Para comemorar o duplo feito, eu volto a apresentar, no próximo dia 3/12, sábado, às 21h, na Casa África, a performance MÚSICA PARA MODELOS VIVOS MOVIDOS A MOEDAS (poesia + música + ruidagem + vídeo + corpografia +).

Junto com poemas de MODELOS VIVOS musicados por mim, vou mostrar também algumas das canções que fiz em parceria com nomes como Chico Lobo, Mauricio Tizumba e o senegalês Zal Idrissa Sissoko, que fará uma participação especial tocando kora.

Serei acompanhado, nas canções, pelo violonista, guitarrista e arranjador Alvimar Liberato, meu parceiro desde a década de 1980. Na parte solo da performance, em que trabalho as peças mais abertamente experimentais, vou produzir a ruidagem por meio do uso de pedais que me permitem ampliar as possibilidades musicais da voz falada, cantofalada, gritada e sussurrada.

Em tempo: MODELOS VIVOS poderá ser adquirido pelo preço promocional de R$ 25,00. Será cobrado um couvert artístico de R$ 7,00. A Casa África fica na rua Tulipa, 215, bairro Esplanada.

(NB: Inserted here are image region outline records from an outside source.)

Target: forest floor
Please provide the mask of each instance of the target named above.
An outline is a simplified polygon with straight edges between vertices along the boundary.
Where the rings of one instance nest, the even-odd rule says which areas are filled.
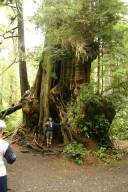
[[[10,192],[128,192],[127,156],[109,165],[90,160],[79,166],[61,156],[13,148],[17,161],[7,165]]]

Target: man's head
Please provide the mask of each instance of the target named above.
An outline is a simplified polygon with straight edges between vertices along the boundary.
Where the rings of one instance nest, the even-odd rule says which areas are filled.
[[[0,133],[2,133],[3,129],[5,129],[5,128],[6,128],[5,122],[3,120],[0,120]]]
[[[51,122],[52,121],[52,117],[49,117],[48,120]]]

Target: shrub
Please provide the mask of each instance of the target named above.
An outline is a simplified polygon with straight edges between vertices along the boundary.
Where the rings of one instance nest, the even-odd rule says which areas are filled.
[[[64,153],[66,153],[77,164],[81,165],[84,162],[84,157],[87,154],[87,150],[84,148],[83,144],[78,144],[74,142],[72,144],[69,144],[64,149]]]

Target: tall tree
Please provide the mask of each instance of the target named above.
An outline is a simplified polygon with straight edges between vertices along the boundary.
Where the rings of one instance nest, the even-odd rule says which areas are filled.
[[[18,49],[19,49],[19,75],[21,96],[30,88],[26,67],[25,40],[24,40],[24,18],[23,18],[23,2],[16,1],[17,19],[18,19]]]
[[[36,19],[45,31],[45,48],[29,95],[32,102],[23,105],[29,127],[38,124],[40,130],[48,115],[66,123],[68,102],[72,97],[79,102],[81,85],[90,83],[101,44],[105,49],[116,42],[112,34],[123,5],[118,0],[46,0],[42,7]],[[61,133],[64,140],[70,135],[63,126]]]

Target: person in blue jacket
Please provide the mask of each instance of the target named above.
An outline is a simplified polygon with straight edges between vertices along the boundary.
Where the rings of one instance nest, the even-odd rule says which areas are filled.
[[[53,121],[52,117],[49,117],[48,120],[46,121],[45,134],[46,134],[47,147],[51,147],[52,139],[53,139],[53,132],[58,125],[59,125],[58,123],[55,123]]]
[[[8,191],[7,173],[4,164],[4,158],[9,164],[12,164],[16,161],[16,155],[13,153],[10,144],[2,139],[4,128],[6,128],[6,124],[3,120],[0,120],[0,192]]]

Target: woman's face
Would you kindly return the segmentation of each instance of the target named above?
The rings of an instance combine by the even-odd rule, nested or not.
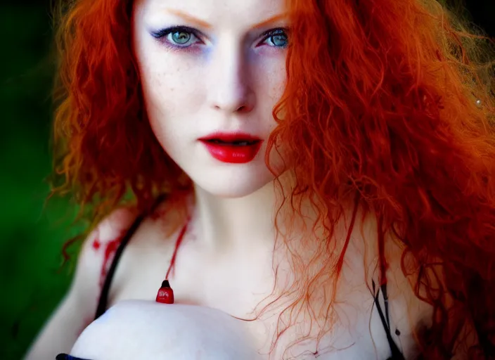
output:
[[[151,127],[213,195],[242,197],[273,180],[264,153],[286,79],[284,11],[283,0],[134,2],[134,48]]]

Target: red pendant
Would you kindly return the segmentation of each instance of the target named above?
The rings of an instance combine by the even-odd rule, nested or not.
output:
[[[162,304],[174,304],[174,290],[170,288],[168,280],[164,280],[162,287],[156,295],[156,302]]]

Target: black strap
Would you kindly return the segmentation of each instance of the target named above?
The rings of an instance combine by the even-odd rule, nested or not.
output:
[[[149,212],[153,212],[157,207],[157,206],[158,206],[158,205],[160,205],[165,200],[165,195],[160,195],[160,196],[158,196],[156,199],[156,201],[155,202],[155,204],[151,207]],[[117,269],[117,266],[119,264],[120,257],[122,256],[122,252],[124,252],[124,249],[130,241],[131,238],[138,229],[139,225],[141,225],[141,223],[143,222],[143,220],[146,218],[148,214],[148,212],[145,212],[141,214],[139,217],[137,217],[134,221],[132,223],[132,225],[131,225],[131,227],[129,227],[127,230],[127,232],[126,233],[125,236],[122,238],[122,240],[120,241],[120,244],[117,248],[117,251],[115,251],[115,255],[113,257],[113,259],[112,260],[112,264],[110,265],[110,269],[108,269],[108,272],[107,273],[106,276],[105,278],[103,286],[101,288],[101,292],[100,293],[100,299],[98,302],[98,307],[96,307],[96,313],[94,316],[95,320],[96,320],[101,315],[103,315],[103,313],[106,311],[108,302],[108,292],[110,292],[110,287],[112,285],[112,280],[113,279],[113,276],[115,273],[115,270]]]
[[[82,359],[80,357],[75,357],[68,354],[59,354],[55,360],[89,360],[88,359]]]
[[[373,291],[375,293],[375,295],[374,295],[373,302],[375,304],[375,306],[376,306],[376,309],[378,311],[378,315],[380,315],[380,319],[381,320],[382,324],[383,325],[383,328],[385,330],[387,341],[388,342],[389,346],[390,347],[390,351],[392,352],[392,356],[388,358],[387,360],[405,360],[404,354],[397,347],[397,345],[394,341],[394,339],[392,338],[392,328],[390,326],[390,319],[389,318],[388,311],[388,295],[387,294],[387,284],[382,284],[378,289],[378,290],[376,290],[376,285],[375,284],[375,281],[372,280],[371,283],[373,285]],[[383,310],[382,309],[382,307],[380,305],[380,301],[378,300],[380,290],[385,302],[385,314],[383,314]]]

Reservas de mesas e maiores informações pelo telefone 36534244.

30.10.11

Salve, Jorge!

Das coisas em que trabalho atualmente, uma que me dá muita, mas muita alegria mesmo é um vídeo-documentário sobre a obra do escultor Jorge dos Anjos. Bancado por nós dois (minha mãe dizia: "Quem quer, faz. Quem não quer, manda ou pede"), o novo trampo, tal como o videopoema abaixo, traz uma conversa - com e sem palavras - entre dois amigos que, desde 1988, admiram-se e apoiam-se mutuamente, confirmam-se como irmãos de fé e, sobretudo, riem muito a cada vez que se falam ao telefone ou de corpo presente. Salve, Jorge! PS(1): O texto que escrevi para o catálogo da mostra A ferro e fogo, em 2009, quando o vídeo homônimo foi exibido pela primeira vez, pode ser lido aqui. PS(2): O poema e a voz que o diz, no vídeo de 2009, são do próprio Jorge.

28.10.11

OBRACABADA

Numa encruzilhada de Madri, Ricardo Aleixo & Marcelo Sahea, integrantes do recém-criado grupo OBRACABADA – aqui, num frame de uma das muitos videoperformances que realizaram por lá. Do cardápio das aprontações intersígnicas do grupo, que será lançado oficialmente no dia 7 de dezembro, via web, fazem parte os seguintes tópicos: poesia falada cantada gritada sussurada cantofalada + arte sonora + arte vestual + cinema de poesia + música extrema + radiovideoarte + performance + artemídia + macumba para dadafrofuturistas + intervenção urbana + design gráfico + agricultura celeste + desobediência + resistência ativa +

26.10.11

Podia ter sido um desastre, mas: PESADO DEMAIS PARA A VENTANIA



Minha apresentação em Madri, no último sábado, dentro da programação do festival 2011 poetas por km2, foi precedida pela do poeta e performer português Fernando Aguiar. Conhecemo-nos em Diamantina, há 5 anos, quando participamos do Festival de Inverno da UFMG. Não nos tornamos amigos ao longo desses anos, mas fiquei contente ao revê-lo em Madri. Conversamos brevemente sobre issos e aquilos – aí incluída a ordem das nossas apresentações no palco: cada um pensava que seria o primeiro a performar.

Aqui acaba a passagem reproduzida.